En tal sentido, la pretensión de la entidad recurrente carece de asidero, por cuanto aun cuando el sostén explicativo de la denuncia traída a casación es bastante general y insuficientemente argumentada, en un plano general, lo cierto es que el Tribunal de apelación, absolvió los motivos de apelación conforme fueron presentados, y dentro de las limitaciones que la norma procesal prevé, es decir, la respuesta reclamada en casación, es evidente y fue brindada en correspondencia a la forma de planteamiento del recurso; donde si bien existe el deber de control de legalidad y logicidad sobre la Sentencia, tal deber no opera de oficio (como pretende exigir la entidad recurrente) , sino se basa en la petición de la parte que recurre y la posibilidad que la norma escrita posea, aspectos que como se tiene ampliamente expuesto no sucedió en este caso.

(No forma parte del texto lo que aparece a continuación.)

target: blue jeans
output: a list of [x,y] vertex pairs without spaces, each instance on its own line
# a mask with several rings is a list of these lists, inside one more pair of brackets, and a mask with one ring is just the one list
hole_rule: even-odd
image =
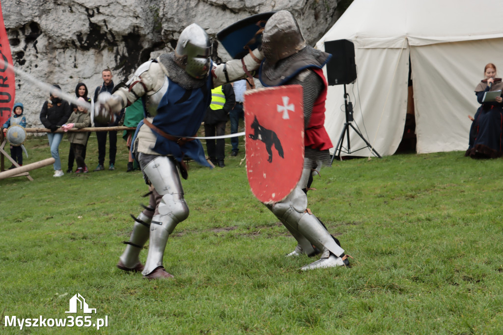
[[54,158],[54,163],[52,164],[54,170],[60,170],[61,161],[59,159],[59,143],[63,139],[63,133],[47,133],[47,138],[49,139],[49,146],[51,147],[51,155]]
[[[236,103],[236,105],[234,108],[229,112],[229,118],[230,119],[230,133],[235,134],[237,132],[237,127],[239,123],[239,118],[243,118],[244,113],[243,112],[243,105],[242,104]],[[239,150],[238,145],[239,144],[239,140],[236,136],[231,137],[230,144],[232,145],[232,151]]]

La evaluación del Auto de Vista 61/2022 de 22 de febrero, en consideración de los párrafos que anteceden y los planteamientos propuestos por el recurrente, arrojan que el mismo se halla debidamente fundamentado, puesto que las razones de hecho (los agravios de apelación restringida ante los argumentos de la Sentencia) son visibles a simple lectura, portando no solo la ubicación de su fuente en los que el Tribunal de apelación basó su decisorio; sino que, también son presentes los aspectos de aplicación normativa al caso concreto, no existiendo de tal cuenta la lesión alegada, ni son los argumentos planteados por Impuestos Nacionales Regional Chuquisaca, fuente de error de procedimiento, debiendo la Sala fallar en consecuencia.